Of the many phrases I hear coaches and players say on a regular basis, one that sits somewhere near the top would be ‘ only worry about what you control’.
It’s a sound phrase, with credible reasoning behind it that applies to life in general, not just rugby league or sport. It’s pointless getting upset about things which you can’t have any worthwhile impact upon.
Of course, that doesn’t mean you don’t get upset from things that are out of your control from time to time. It’s in our very DNA as human beings to worry and grow concerned about things.
Where are we going here, I hear you ask?
Recently, it’s started to become more and more obvious – to me, if nobody else – that British rugby league has a serious issue with its own image. Not the image we’re given by the mainstream media, people in London or even 12,000 miles away on the other side of the world.
It’s a pertinent time to raise the issue this week, because Super League is about to take another exciting, bold step into the unknown on Saturday when two of the competition’s sides host a regular-season game in Australia. That’s big business, and if it’s done right and received well enough, it could be the catalyst for more sides to do it in the future. And I hope they do.
As a sport, we smash innovation out of the park – and believe you and me, other sports and the wider public do see it. It’s why your media coverage increases exponentially for events like Magic Weekend, the Grand Final and so on.
But Hull’s game with Wigan is, effectively, a microcosm of the point here. I recall last summer, and the majority of replies I got through my social media feeds on the announcement the Wollongong trip was happening. Most of them were negative. ‘What’s the point’, or ‘it’s taking a home game away from supporters’.
Our first instinct in this sport is to complain and feel aggrieved. It’s our modus operandi: and we’re all guilty of it: I’ve done it enough times in the past myself. Maybe it’s the 1895 in all of us and a refusal to let go of the circumstances in which our sport was born. Maybe it isn’t. We’ll probably never know exactly why we do it. But we do.
We complain about Sky’s coverage. We complain about doing new, exciting things. We complain about which side is on the front of a trade paper every Monday, decrying ‘Yorkshire/Lancashire (delete as appropriate) bias’ irrespective of the fact the split is pretty much 50/50, and dependent on a decision to promote a newspaper, not which club/region the trades want to wind up.
Throw in the recent events concerning the Hearn family – where boxing promoter Eddie admitted he’d been inundated with messages from fans begging him to get involved – and it’s not hard to see where that image comes from.
To make matters worse, there’s the age-old obsession with trying to match the sport up against its bigger cousins, most notably football. ‘Why does football get more coverage than we do’, and so on and so forth. The more any sport – not just league – compares itself to football, the worse it’ll feel: and indeed, look, too.
It’s probably not even an exaggeration to suggest that the people who truly hit league the hardest in this country are its own fans. I have spoken to people in London in the past – people who work on sports desks for national newspapers, furthermore. They like league, they think the product is impressive.
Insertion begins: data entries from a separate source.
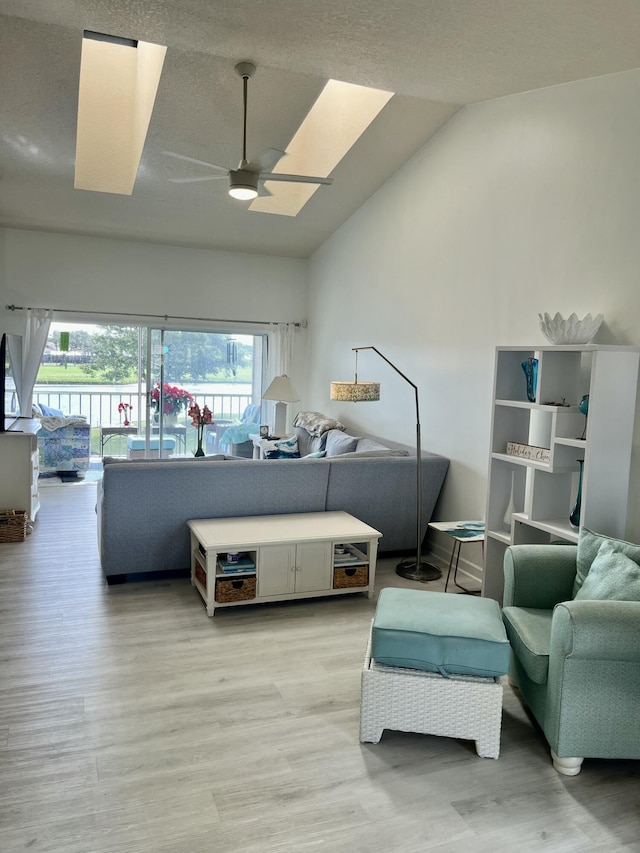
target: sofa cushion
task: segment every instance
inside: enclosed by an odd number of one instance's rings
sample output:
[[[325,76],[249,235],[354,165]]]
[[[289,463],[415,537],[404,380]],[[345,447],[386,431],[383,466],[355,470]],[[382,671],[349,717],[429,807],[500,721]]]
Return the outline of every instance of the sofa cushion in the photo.
[[[386,587],[371,632],[378,663],[453,674],[498,677],[510,648],[492,598]]]
[[[298,412],[293,421],[294,427],[303,427],[310,435],[323,435],[330,429],[345,429],[345,425],[321,412]]]
[[[311,435],[304,427],[296,427],[296,437],[298,439],[298,450],[300,456],[308,456],[309,453],[317,453],[319,450],[324,450],[324,444],[327,440],[327,434]]]
[[[603,542],[574,597],[576,600],[640,601],[640,566],[619,551],[614,542]]]
[[[632,542],[625,542],[624,539],[612,539],[610,536],[602,536],[600,533],[594,533],[587,527],[580,528],[578,536],[578,558],[576,579],[573,584],[573,597],[584,583],[584,579],[589,573],[591,564],[595,560],[600,546],[603,542],[613,542],[616,546],[616,551],[629,557],[634,563],[640,563],[640,545],[634,545]]]
[[[297,436],[263,443],[265,459],[300,459]]]
[[[360,439],[339,429],[330,429],[324,449],[327,456],[339,456],[342,453],[353,453]]]
[[[547,683],[552,616],[553,610],[533,607],[505,607],[502,611],[513,653],[536,684]]]
[[[124,456],[103,456],[102,467],[105,465],[164,465],[165,463],[175,465],[176,463],[185,462],[191,464],[193,462],[219,462],[224,459],[242,460],[242,456],[225,456],[224,453],[216,453],[213,456],[166,456],[163,459],[153,459],[150,456],[141,456],[139,459],[127,459]],[[247,461],[247,460],[245,460]]]
[[[387,448],[386,450],[363,450],[362,453],[359,450],[354,450],[352,453],[339,453],[337,456],[334,456],[334,459],[366,459],[367,457],[377,457],[377,456],[409,456],[408,450],[392,450],[391,448]],[[415,457],[415,454],[414,454]]]
[[[359,438],[356,453],[366,453],[370,450],[389,450],[386,444],[380,444],[372,438]]]

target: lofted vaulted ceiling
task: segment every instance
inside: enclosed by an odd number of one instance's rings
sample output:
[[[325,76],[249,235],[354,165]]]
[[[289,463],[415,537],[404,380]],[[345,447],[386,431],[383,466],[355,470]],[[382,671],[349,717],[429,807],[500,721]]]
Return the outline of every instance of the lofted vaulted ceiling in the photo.
[[[131,196],[73,187],[85,29],[167,46]],[[329,78],[395,93],[295,218],[162,154],[237,166],[245,59],[250,157]],[[306,257],[461,106],[637,67],[630,0],[0,0],[0,226]]]

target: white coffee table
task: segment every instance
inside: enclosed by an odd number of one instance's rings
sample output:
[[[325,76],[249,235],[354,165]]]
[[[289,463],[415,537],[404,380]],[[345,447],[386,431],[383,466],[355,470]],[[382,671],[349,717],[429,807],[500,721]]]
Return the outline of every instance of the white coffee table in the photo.
[[[347,512],[188,521],[191,583],[218,607],[365,592],[373,597],[382,535]],[[344,548],[346,553],[336,553]],[[228,553],[244,563],[233,565]]]

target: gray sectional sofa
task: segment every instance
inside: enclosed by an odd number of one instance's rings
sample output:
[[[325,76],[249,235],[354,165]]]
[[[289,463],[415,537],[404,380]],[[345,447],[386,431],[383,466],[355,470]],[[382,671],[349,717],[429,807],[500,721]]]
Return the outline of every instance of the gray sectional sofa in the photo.
[[[187,569],[191,518],[344,510],[382,532],[380,551],[415,549],[415,449],[374,436],[352,447],[306,459],[105,459],[97,513],[107,581]],[[423,534],[448,467],[423,451]]]

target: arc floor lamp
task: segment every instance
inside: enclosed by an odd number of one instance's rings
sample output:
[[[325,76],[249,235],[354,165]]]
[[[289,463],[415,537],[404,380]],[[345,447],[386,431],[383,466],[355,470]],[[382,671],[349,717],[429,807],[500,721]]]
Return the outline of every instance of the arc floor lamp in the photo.
[[[392,361],[384,356],[379,349],[373,346],[352,347],[356,354],[356,369],[353,382],[332,382],[331,399],[348,403],[372,402],[380,399],[379,382],[358,382],[358,353],[361,350],[373,350],[389,367],[392,367],[405,382],[414,390],[416,399],[416,556],[414,560],[401,560],[396,567],[396,574],[407,580],[426,583],[442,576],[440,569],[426,563],[422,559],[422,450],[420,447],[420,403],[418,401],[418,386],[408,376],[399,370]]]

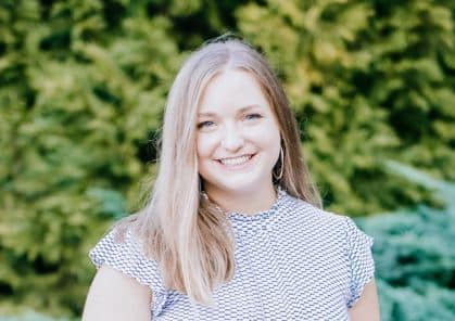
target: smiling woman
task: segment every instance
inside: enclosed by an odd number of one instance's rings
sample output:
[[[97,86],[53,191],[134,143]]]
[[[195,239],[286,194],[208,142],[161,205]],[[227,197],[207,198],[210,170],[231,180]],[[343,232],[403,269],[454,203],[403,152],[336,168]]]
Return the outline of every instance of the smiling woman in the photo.
[[[148,205],[90,252],[84,320],[379,320],[372,239],[327,213],[279,79],[250,44],[170,89]]]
But they like it in the same way they like The Masters golf, or the British Grand Prix. But until we prioritise the international game, that’s all we’ll ever be to the majority of people outside of the M62. ‘That rugby league is nice, isn’t it?’ in the same way ‘that cat is cute, isn’t it?’
Rugby league in Britain is a second-tier sport. And you know what, I think we should be bloomin’ proud of that. It’s a strong second-tier sport, too – maybe the strongest. It’s not got the might or mainstream appeal of football or cricket, but it’s got a strong television deal (for now), unbelievable athletes and a product which is pretty unrivalled. Even league fans admit that.
I do sometimes wonder if that insular approach we have – to slam, chastise and criticise everything rugby league in the public domain – does us more harm than good. It’s not the product which is the problem, and recently, I’ve just grown to accept that if people don’t watch Super League every weekend, it’s their loss. We should pull back on hammering rugby union, decrying the fact that Premier League footballers dive and our lads go through brick walls every week. We should be proud of what we are, and be proud of what we stand for as a sport. In almost 125 years, rugby league has crafted itself a sport in the British sporting landscape out of nothing. Would we all like more? Of course we would. But you worry about what you control, as it were – and we can control how we promote, strategise and publicise our great game. We all have a part to play.
Hopefully in six months time we can look back on what’s happening now – you know, reported ‘civil war’, the game’s top jobs being up for grabs – and laugh about it. Maybe this testing period will do our profile good in the long run.
Maybe it’s just me growing up. But as time goes on, I’ve found it more and more worthwhile to get excited about the good rugby league has to offer, rather than dwelling and focussing on the snubs and the negatives. I fear our growing inferiority complex is giving our game’s image a right old battering – I hope I’m wrong.